Even though only the above-mentioned compositions are recited while preparing amrit, but among the Sabads that are usually associated with or are recited as an encouragement for taking Amrit or undergoing Initiation Ceremony, the prominent ones are:
  1. suri nar muni jan ammritu khojade su ammritu gur te pāiā. -Guru Granth Sahib 918.
  2. satigur kai janme gavanu miṭāiā. -Guru Granth Sahib 940.
  3. ammritu hari hari nāmu hai merī jinduṛīe ammritu gurmati pāe rām. -Guru Granth Sahib 538-539.
  4. jisu jal nidhi kāraṇi tum jagi āe so ammritu gur pāhī jīu. -Guru Granth Sahib 598.
  5. taji āpu binsī tāpu reṇ sādhū thīu. -Guru Granth Sahib 1007.

Sabad 1
This Sabad is the thirteenth pauri of Anand Sahib revealed by Guru Amardas Sahib (1479-1574) in Rag Ramkali, recorded on page 918 of the Guru Granth Sahib. It has five lines.

Sabad 2
This Sabad is the twentieth pauri of Sidh Gosti revealed by Guru Nanak Sahib (1469-1539) in Rag Ramkali, recorded on page 940 of the Guru Granth Sahib.

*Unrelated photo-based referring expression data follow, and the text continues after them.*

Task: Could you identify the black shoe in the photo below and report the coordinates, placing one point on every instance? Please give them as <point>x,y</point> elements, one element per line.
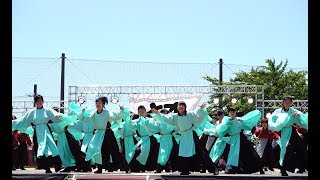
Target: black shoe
<point>265,169</point>
<point>143,168</point>
<point>284,173</point>
<point>128,171</point>
<point>67,169</point>
<point>99,171</point>
<point>231,171</point>
<point>86,170</point>
<point>300,171</point>
<point>58,168</point>
<point>185,173</point>
<point>203,171</point>
<point>216,171</point>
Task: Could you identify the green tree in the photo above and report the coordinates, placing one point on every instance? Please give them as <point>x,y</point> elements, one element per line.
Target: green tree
<point>276,80</point>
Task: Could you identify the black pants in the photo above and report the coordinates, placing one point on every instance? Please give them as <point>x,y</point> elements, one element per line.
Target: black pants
<point>110,147</point>
<point>197,161</point>
<point>15,157</point>
<point>45,162</point>
<point>268,158</point>
<point>174,155</point>
<point>75,148</point>
<point>22,154</point>
<point>249,159</point>
<point>151,163</point>
<point>296,154</point>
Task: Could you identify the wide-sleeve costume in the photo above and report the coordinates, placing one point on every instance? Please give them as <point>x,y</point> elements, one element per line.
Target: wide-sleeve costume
<point>291,144</point>
<point>189,141</point>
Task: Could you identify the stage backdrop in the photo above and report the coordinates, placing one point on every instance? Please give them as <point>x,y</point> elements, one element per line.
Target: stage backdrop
<point>135,100</point>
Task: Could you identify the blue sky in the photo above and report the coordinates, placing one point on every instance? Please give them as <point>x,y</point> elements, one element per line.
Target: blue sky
<point>241,32</point>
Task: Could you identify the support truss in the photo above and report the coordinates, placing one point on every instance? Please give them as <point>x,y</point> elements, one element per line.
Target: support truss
<point>271,105</point>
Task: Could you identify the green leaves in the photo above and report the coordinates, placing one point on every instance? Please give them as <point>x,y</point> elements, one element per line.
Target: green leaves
<point>276,80</point>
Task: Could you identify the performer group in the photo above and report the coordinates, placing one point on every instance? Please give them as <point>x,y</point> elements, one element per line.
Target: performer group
<point>187,141</point>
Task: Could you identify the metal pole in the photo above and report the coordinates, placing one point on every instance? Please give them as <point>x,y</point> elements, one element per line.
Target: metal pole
<point>62,83</point>
<point>220,81</point>
<point>34,93</point>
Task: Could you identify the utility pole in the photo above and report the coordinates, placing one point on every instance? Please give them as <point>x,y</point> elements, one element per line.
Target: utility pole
<point>62,83</point>
<point>34,93</point>
<point>220,80</point>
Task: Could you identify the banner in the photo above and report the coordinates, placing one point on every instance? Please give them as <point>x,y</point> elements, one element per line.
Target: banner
<point>168,101</point>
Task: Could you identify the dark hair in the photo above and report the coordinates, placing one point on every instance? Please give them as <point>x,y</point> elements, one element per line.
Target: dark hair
<point>287,97</point>
<point>231,109</point>
<point>164,111</point>
<point>103,99</point>
<point>220,113</point>
<point>185,105</point>
<point>55,108</point>
<point>142,107</point>
<point>37,97</point>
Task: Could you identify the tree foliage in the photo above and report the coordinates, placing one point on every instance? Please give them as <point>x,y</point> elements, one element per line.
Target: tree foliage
<point>276,80</point>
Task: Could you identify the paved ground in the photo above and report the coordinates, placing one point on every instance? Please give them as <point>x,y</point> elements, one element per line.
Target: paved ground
<point>151,175</point>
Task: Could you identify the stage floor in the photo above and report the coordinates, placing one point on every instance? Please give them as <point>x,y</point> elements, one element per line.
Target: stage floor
<point>150,175</point>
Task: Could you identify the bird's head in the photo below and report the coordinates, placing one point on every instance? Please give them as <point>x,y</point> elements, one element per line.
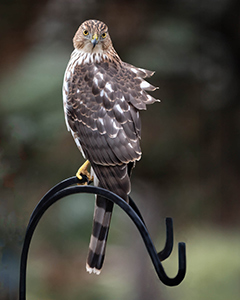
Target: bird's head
<point>92,36</point>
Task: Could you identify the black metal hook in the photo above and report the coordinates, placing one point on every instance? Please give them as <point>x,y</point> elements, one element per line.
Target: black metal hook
<point>66,188</point>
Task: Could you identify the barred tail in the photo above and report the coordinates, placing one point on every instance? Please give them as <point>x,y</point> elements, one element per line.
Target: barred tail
<point>98,241</point>
<point>116,179</point>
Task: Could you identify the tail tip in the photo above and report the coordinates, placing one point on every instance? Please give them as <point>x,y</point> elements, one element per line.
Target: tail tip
<point>92,270</point>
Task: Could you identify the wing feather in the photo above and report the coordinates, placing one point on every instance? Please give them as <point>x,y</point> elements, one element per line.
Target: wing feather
<point>102,106</point>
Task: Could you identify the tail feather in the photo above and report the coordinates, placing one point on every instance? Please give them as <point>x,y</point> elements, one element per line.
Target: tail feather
<point>115,179</point>
<point>98,241</point>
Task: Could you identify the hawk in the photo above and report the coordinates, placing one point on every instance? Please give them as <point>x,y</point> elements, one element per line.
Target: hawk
<point>102,97</point>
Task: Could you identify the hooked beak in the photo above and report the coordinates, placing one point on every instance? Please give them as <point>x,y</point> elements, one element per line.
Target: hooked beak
<point>94,40</point>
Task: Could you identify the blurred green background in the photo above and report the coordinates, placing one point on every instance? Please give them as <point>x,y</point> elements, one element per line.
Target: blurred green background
<point>190,143</point>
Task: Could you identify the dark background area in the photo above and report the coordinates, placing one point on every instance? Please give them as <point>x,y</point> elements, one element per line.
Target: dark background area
<point>190,143</point>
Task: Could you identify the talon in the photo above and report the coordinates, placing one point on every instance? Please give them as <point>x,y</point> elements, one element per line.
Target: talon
<point>83,171</point>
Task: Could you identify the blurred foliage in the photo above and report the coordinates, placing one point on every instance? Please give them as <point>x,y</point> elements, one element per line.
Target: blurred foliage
<point>190,143</point>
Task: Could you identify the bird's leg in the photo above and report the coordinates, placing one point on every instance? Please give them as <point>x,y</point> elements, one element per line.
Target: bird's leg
<point>83,171</point>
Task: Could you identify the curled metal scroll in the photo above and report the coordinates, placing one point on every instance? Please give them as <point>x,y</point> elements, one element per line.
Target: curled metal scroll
<point>69,187</point>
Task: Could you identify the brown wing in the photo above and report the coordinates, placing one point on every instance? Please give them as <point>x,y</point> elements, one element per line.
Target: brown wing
<point>102,109</point>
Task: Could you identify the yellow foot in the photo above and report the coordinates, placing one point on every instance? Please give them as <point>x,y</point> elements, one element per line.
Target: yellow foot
<point>83,171</point>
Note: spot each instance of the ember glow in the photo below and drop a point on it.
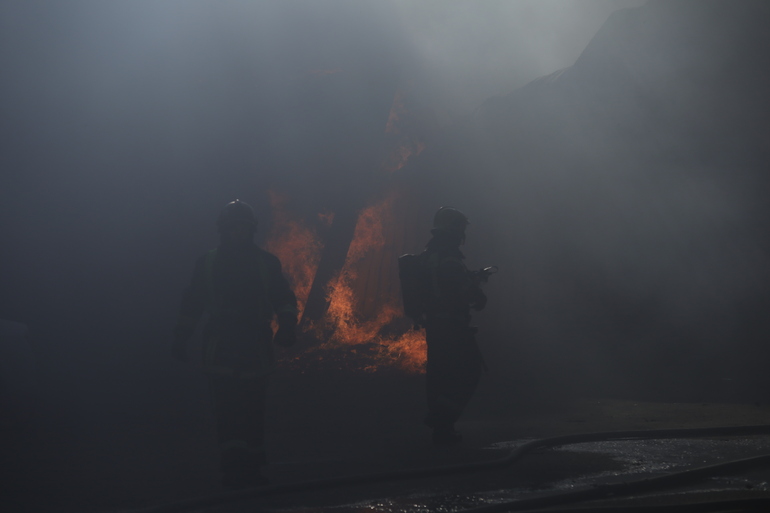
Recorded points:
(350, 326)
(379, 336)
(364, 321)
(297, 246)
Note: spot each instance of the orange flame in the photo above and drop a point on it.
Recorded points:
(297, 246)
(364, 318)
(404, 349)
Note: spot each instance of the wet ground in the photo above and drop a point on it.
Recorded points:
(99, 454)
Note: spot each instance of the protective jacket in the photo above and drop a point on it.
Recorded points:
(241, 291)
(454, 361)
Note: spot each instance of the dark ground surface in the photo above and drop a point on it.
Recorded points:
(99, 455)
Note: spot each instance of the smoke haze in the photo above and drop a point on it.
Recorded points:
(611, 155)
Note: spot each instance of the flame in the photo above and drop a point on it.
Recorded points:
(297, 246)
(405, 349)
(397, 111)
(364, 321)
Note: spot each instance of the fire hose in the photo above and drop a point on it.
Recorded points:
(597, 493)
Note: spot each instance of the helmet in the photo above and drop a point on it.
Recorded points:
(451, 220)
(236, 212)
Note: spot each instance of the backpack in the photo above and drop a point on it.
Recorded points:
(416, 286)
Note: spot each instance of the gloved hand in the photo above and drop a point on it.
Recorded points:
(286, 336)
(179, 349)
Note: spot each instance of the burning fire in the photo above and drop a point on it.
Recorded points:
(364, 316)
(350, 327)
(297, 246)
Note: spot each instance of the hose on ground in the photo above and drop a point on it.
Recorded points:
(760, 504)
(498, 463)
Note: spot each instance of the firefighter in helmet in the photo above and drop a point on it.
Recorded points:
(454, 361)
(242, 289)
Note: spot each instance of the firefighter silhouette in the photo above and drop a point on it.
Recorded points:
(454, 362)
(242, 289)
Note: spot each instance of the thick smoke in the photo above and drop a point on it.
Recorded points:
(610, 154)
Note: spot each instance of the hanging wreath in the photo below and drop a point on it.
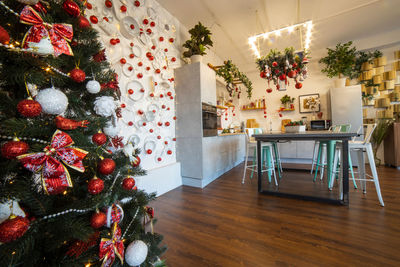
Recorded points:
(278, 66)
(232, 76)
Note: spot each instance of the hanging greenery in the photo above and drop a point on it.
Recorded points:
(233, 76)
(278, 66)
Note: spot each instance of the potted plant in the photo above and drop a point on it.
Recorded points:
(339, 62)
(200, 40)
(287, 101)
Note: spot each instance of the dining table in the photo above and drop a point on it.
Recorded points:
(272, 136)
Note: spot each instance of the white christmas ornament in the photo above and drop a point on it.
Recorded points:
(5, 210)
(43, 48)
(28, 2)
(136, 253)
(93, 86)
(104, 106)
(111, 130)
(52, 100)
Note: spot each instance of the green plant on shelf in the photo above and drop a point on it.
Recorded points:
(199, 40)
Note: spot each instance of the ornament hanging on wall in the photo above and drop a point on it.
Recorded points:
(52, 100)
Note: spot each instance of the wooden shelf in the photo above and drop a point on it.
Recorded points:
(254, 108)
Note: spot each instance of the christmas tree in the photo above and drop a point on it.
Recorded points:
(67, 199)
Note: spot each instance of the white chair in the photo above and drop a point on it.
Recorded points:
(360, 147)
(266, 147)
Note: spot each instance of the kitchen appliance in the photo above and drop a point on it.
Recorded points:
(320, 125)
(210, 120)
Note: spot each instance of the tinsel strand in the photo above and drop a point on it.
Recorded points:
(129, 225)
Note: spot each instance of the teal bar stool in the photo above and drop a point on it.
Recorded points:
(267, 159)
(326, 151)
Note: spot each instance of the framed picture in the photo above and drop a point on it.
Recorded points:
(309, 103)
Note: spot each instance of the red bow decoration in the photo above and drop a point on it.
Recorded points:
(59, 34)
(111, 247)
(55, 176)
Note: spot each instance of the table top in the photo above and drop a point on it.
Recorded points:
(307, 135)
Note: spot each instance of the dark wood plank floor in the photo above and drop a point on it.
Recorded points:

It has six lines.

Sabad 3
This Sabad is revealed by Guru Ramdas Sahib (1534-1581) in Rag Bihagara and is recorded on pages 538-539 of the Guru Granth Sahib. It has four stanzas.

Sabad 4
This Sabad is revealed by Guru Nanak Sahib (1469-1539) in Rag Sorathi and is recorded on page 598 of the Guru Granth Sahib. It has four stanzas. The stanza of rahau is separate from these stanzas even though it has not been given a separate number.

Sabad 5
This Sabad is revealed by Guru Arjan Sahib (1563-1606) in Rag Maru and is recorded on page 1007 of the Guru Granth Sahib. It has two stanzas. The stanza of rahau is separate from these stanzas.